In Michael Ende’s Die unendliche Geschichte (The Neverending Story, 1979) the black centaur Cairon, who is the most famous physician in the magical land of Fantastica and therefore a clear reference to Chiron is a first indication that the author used elements of Greek myths for his book. And as we will see know, Ende’s story was very concretely influenced by the myth of Oedipus. To reach the so-called Southern Oracle, the hero Atreyu is supposed to pass a way between two Sphinxes facing each other. This is only possible when the eyes of the Sphinxes are closed because a traveler will freeze if he is caught by their gaze, since the eyes of the Sphinxes ask by nonverbal communication all known riddles at the same time and the passerby can only move after having solved all of them, what eventually leads to the death of the people concerned.

The oracle is of course a fixed element in Greek myth and the Delphic Oracle is of major importance for Oedipus’s fate. Furthermore, the freezing of the passerby evokes references to Medusa. Therefore, Ende has mixed some well-known elements of Greek mythology to create a new story. On the other hand, it is quite interesting that Atreyu has no chance to pass the Sphinxes with the help of his own skills, wits or abilities. In fact, it seems to depend on pure chance or fate if someone can pass the Sphinxes or not. At least the gnome Engywook, who is Fantastica’s leading scientist in this field, even after many years of study could not find any form of pattern regarding the question why the Sphinxes let pass some people while they stop others.

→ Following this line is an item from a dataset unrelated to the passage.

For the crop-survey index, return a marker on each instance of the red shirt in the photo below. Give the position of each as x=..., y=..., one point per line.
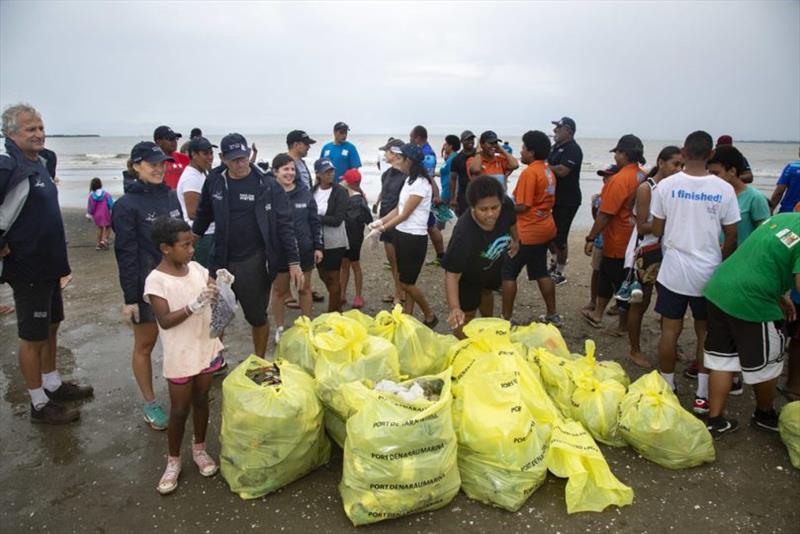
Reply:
x=174, y=169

While the classical reception is obvious in Die unendliche Geschichte, the case of The Hobbit is a much more complicated case of what might happen when  mixing several myths and traditions. But why do we find deadly riddles in both books for young people? Are such riddles supposed to address notably children and teenagers? The fact that one can find the same topic in fantasy stories for adults suggests that these are interested in riddles in a similar way.[5] But there is nevertheless one important connection between adolescents, riddles of and death: According to Ps.-Plutarch (1.4) no-one less than Homer shall have died of sorrow after he could not have solved some young fisherman’s riddle … 

[1]EduardFiedler: Volksreime und Volkslieder in Anhalt-Deßau, Deßau 1847, p. 43.

[2] Tolkien wrote in the letter to his publisher that he invented most of the riddles from the chapter “A riddle in the Dark” while he took the no-leg riddle and another one from somewhere else. Although he calls the other riddle a traditional one, unfortunately, he does not mention from where he took the riddle with the legs. In the letter Tolkien also wrote that he was inspired by “old literary (but not ‘folk-lore’) riddles” and in one case he mentions American books with nursery rhymes.

[3] The riddle of the Sphinx was a part of the Byzantine Greek Anthology’s riddle collection (book 14 no. 64). Thus, the riddle could have been passed on via the myth of Oedipus and via riddle collections. Neither in Symphosius’ late antique collection (Aenigmata) nor in the Book of Exeter I could find riddles similar to the one under discussion.

[4] In the Alvíssmál Thor and the dwarf Alviss try to settle a dispute in form of a contest in which Alviss must answer Thor’s questions. The contest takes so long that at some point the sunrise turns the dwarf into stone – in Nordic mythology sunlight does that to dwarves – what resembles the fate of the three trolls in “The Hobbit”. For the influence of theAnglo-Saxon tradition of riddling and the Alvíssmál on “The Hobbit” cf. A.Roberts: The Riddles of The Hobbit, Basingstoke/New York 2013.

[5] In Stephen King’s “The Waste Lands” and “Wizard and Glass” (The Dark Tower III & IV) the protagonists have to riddle for their lives against a sentient monorail that has lost its mind.

[This article of mine has first been published on Antipodean Odyssey.]